We perceive our world through our five senses and behave as if our perception is the ultimate truth. Unfortunately our five senses are limited apparatus to detect reality. Ask different witnesses of what happened to an accident, you will most definitely get different, if not conflicting accounts. Not only are the five senses very limiting, add to it are the conditioning that shape a belief system which see the world through a ‘rose colored glasses’ that varies considerably from individuals to individuals.
You will always find good in your good friends and find faults in your enemies, regardless of what they do, good or bad. You will see what you want to see! That can be a good thing provided it empowers you without getting delusional.
It is easy for us to believe what we perceive is real and wedges war against anyone who perceive otherwise. Like a blind man holding on to his own perception of an elephant as a tree trunk to be the truth and wedges a crusade against a different view point of the elephant which can be a wall. Whilst it’s a good feeling to have people sharing and agreeing to your viewpoint, you will not be able to see the forest for the trees and if you are not mindful it can lock you into your own comfort zone of delusion. Like an adult elephant tied to the delusional comfort zone of the thin rope conditioned from young, it cannot see beyond its current view of the world and escape until its world is turned upside down.

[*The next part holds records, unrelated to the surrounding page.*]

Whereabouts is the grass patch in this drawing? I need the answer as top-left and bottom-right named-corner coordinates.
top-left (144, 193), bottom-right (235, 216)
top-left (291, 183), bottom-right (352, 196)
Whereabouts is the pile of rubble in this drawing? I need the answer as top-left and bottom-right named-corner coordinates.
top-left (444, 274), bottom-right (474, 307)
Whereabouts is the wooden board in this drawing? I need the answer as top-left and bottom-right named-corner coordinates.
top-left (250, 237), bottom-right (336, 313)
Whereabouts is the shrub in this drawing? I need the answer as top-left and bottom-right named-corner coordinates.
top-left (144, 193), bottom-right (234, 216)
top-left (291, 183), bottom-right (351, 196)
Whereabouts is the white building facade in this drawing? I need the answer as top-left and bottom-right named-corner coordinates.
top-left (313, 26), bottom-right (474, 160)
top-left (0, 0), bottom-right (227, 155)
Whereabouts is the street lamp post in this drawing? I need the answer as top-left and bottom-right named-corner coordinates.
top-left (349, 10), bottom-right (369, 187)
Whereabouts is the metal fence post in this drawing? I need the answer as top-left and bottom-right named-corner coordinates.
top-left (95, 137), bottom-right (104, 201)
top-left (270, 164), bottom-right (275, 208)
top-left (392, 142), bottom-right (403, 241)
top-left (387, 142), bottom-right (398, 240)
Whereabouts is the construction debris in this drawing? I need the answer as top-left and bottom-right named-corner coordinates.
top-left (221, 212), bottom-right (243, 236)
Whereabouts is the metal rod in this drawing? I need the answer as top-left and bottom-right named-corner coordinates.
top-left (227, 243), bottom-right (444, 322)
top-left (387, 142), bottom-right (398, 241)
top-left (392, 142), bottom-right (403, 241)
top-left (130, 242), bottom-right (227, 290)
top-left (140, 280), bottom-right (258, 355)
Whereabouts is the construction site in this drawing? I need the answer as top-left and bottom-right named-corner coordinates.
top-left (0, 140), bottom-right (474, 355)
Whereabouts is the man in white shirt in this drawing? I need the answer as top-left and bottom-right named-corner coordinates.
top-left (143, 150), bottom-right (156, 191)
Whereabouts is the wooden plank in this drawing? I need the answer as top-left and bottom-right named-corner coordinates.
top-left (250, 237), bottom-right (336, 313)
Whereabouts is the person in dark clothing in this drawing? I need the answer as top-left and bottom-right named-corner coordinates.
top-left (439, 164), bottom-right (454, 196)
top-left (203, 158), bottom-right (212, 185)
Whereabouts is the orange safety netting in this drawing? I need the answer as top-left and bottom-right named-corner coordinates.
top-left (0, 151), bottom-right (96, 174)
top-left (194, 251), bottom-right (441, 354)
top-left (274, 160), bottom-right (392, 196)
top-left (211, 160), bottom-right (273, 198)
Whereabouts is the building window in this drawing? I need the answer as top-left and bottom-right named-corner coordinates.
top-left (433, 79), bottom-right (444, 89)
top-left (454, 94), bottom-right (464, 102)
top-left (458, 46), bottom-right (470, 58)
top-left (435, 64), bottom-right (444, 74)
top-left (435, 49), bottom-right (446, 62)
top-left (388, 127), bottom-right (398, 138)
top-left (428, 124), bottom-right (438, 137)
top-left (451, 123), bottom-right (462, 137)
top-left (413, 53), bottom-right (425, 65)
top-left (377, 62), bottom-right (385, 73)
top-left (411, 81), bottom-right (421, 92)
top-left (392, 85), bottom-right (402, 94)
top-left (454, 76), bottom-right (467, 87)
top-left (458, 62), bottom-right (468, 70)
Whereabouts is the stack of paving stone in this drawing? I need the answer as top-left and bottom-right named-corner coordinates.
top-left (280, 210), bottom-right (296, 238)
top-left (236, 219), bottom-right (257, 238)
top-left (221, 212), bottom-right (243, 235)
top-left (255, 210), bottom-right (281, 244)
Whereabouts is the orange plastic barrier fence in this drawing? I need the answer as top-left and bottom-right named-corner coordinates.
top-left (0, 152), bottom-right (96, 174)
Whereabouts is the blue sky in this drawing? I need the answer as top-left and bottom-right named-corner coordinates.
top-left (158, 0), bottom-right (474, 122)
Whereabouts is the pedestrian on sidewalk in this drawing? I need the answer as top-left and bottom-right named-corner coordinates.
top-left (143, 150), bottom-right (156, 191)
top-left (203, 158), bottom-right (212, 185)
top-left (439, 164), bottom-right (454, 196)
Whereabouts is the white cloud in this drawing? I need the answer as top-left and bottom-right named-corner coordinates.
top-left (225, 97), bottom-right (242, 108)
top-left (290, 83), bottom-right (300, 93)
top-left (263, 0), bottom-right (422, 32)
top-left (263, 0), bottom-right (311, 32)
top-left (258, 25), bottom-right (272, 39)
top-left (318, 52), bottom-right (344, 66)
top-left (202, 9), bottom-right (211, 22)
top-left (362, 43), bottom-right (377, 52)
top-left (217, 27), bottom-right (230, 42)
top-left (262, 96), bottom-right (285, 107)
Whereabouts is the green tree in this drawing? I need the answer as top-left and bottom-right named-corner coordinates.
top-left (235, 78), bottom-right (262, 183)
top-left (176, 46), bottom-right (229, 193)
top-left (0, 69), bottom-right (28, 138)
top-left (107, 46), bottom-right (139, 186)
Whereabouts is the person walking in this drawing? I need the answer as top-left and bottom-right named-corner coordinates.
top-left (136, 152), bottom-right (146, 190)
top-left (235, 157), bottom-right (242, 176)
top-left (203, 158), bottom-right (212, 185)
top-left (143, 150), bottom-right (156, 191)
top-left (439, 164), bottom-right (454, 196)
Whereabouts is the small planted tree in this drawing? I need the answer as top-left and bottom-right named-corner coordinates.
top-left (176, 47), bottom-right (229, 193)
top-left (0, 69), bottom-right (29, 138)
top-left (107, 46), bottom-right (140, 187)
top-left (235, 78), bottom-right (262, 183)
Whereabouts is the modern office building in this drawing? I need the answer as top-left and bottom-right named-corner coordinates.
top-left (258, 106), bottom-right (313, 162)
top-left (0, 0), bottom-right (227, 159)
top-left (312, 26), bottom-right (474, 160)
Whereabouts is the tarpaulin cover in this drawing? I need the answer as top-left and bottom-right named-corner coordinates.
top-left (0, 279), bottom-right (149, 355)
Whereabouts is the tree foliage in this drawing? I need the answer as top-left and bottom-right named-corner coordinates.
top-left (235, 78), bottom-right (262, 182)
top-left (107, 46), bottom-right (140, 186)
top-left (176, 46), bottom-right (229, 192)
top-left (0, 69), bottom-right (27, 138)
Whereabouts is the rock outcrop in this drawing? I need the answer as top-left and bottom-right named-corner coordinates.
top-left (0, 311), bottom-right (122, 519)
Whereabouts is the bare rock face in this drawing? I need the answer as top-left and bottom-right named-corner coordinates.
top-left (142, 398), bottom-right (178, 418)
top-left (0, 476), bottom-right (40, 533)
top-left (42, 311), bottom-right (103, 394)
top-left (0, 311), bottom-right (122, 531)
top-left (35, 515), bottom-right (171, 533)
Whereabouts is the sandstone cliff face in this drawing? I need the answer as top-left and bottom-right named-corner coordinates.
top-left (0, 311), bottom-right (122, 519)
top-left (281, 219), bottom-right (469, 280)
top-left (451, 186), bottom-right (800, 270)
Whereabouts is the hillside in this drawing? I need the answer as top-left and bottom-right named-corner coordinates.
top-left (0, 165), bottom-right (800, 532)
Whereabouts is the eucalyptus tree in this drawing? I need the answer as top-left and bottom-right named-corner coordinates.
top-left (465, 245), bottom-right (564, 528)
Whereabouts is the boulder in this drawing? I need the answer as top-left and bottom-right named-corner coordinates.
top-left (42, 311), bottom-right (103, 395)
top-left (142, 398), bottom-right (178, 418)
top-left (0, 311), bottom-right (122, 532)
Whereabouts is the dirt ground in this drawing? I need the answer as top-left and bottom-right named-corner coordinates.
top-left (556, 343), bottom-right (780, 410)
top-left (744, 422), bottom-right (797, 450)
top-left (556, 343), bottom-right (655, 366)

If you want to know whether you are seeing things as they really are without getting stuck into a perspective, try seeing things from another person’s viewpoint, especially when it’s different from yours, instead of fighting against it. Each viewpoint, like the blind man describing an elephant, is correct from the individual’s perspective. It is not necessary to agree but it is important to know why without aggravation. Rejection without understanding is ignorance; informed acceptance without necessarily agreeing is wisdom. It is the latter that help us see the truth!